Diyabetik hastalarda, sadece iyi görme keskinliği için değil retinopati takibi ya da lazer, vitreus cerrahisi gibi tedaviler için fundusun iyi aydınlanması gereklidir. Bu nedenle AKK gelişince mutlaka temizlenmelidir. Nd: YAG lazer kapsülotomi noninvaziv, görmeyi engelleyen kesafeti temizleyen etkin ve güvenilir bir yöntemdir. Ancak işlem sonrası kötü odaklanma nedeniyle GİM hasarı, kistoid maküler ödem, özellikle miyopik hastalarda retina dekolmanı gibi komplikasyonlar bildirilmiştir.5,6,7,8 Lazer sonrasında arka segmente salınan inflamatuvar mediyatörler, serbest radikaller ve prostaglandinlerin artması durumunda perivasküler mononükleer hücre infiltrasyonu olur ve iç kan-retina bariyeri bozulur.8 Ayrıca sağlıklı bir vitreus inflamatuvar mediatörlerin difüzyonuna bariyer teşkil ederken, Nd: YAG lazer yanlış odaklanma nedeniyle vitreusun likefaksiyonuna sebep olarak mediatörlerin diffüzyonunu kolaylaştırabilir.15,16 Bunun sonucunda kistoid makula ödemi gelişebilir.6,17,18 Diyabetli hastalarda da iç kan retina bariyerindeki zayıflık nedeni ile kistoid makula ödemi gelişme riskinin yüksek olduğu bilinmektedir.10

Çalışmamızda diyabetli ve diyabetli olmayan hastalarda makula kalınlığı açısından istatistiksel olarak anlamlı bir fark yoktu. Ancak iki diyabetli olguda kistoid makula ödemi izlendi ve bu hastalar intravitreal triamsinolon tedavisine rağmen lazer kapsülotomi öncesi makula kalınlığına ulaşamadılar. Literatürde diyabetli ve diyabetli olmayan hastalardaki makula kalınlığını kıyaslayan bir çalışmaya rastlamadık. Ancak lazer kapsülotomi sonrası makula kalınlığının arttığını ya da değişmediğini gösteren birçok çalışmalar mevcuttur.8,9,19,20,21

Çalışmamızda 3 aylık takip süresi sonunda diyabetli olan ve olmayan gruplar arasında görsel rehabilitasyon açısından istatistiksel bir fark yoktu ve her iki gruptada anlamlı artış izlendi. Awan ve ark.1 25 diyabetli ve 25 diyabetli olmayan hasta ile yaptıkları çalışmada her iki gruptada EDGK’nın arttığı ancak diyabetli olmayan grupta daha iyi bir görsel iyileşme sağlandığını belirtmiştir.

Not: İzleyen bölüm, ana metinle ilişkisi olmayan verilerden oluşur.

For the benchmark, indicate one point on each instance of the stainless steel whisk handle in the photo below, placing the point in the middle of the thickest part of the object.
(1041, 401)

Lazer kapsülotomi sonrası özellikle erken dönemde göz içi basıncında yükselme izlenebilir. Bu nedenle lazer sonrası profilaktik amaçlı antiglokomatöz ilaçlar kullanılmaktadır. Bu profilaktik tedaviye rağmen %1-15 civarında GİB artışı bildirilmiştir.22,23,24 GİB artışının mekanizması arka kapsül ve lens korteksi kalıntılarının, inflamatuvar debrislerin iridokorneal açıyı tıkamasıdır.5 Bizim çalışmamızda profilaktik tedaviye rağmen grup 1’de 3 olguda ve grup 2’de 4 olguda ilk gün GİB 21-30 mmHg civarında seyrederken 1. hafta sonunda glokom tanısı konulan bir olgu haricinde kontrol altına alındı.
Çalışmamızın kısıtlayıcı tarafı az hasta sayısı ve kısa takip süresiydi. Güçlendiren yanı ise prospektif randomize bir çalışma olmasıydı.

Sonuç olarak bu çalışmaya başlamadan önce diyabetli hastalarda kan-aköz ve kan-retina bariyerindeki zayıflık nedeniyle görsel iyileşmenin kötü ve komplikasyonların daha sık gelişeceğini düşünmüştük. Ancak çalışma sonucunda AKK gelişen diyabetli ve diyabetli olmayan hastalar için Nd: YAG lazer kapsülotominin güvenli ve etkili bir yöntem olduğunu gözlemledik.

Çıkar çatışması: Yazarlar bu makale ile ilgili olarak herhangi bir çıkar çatışması bildirmemişlerdir.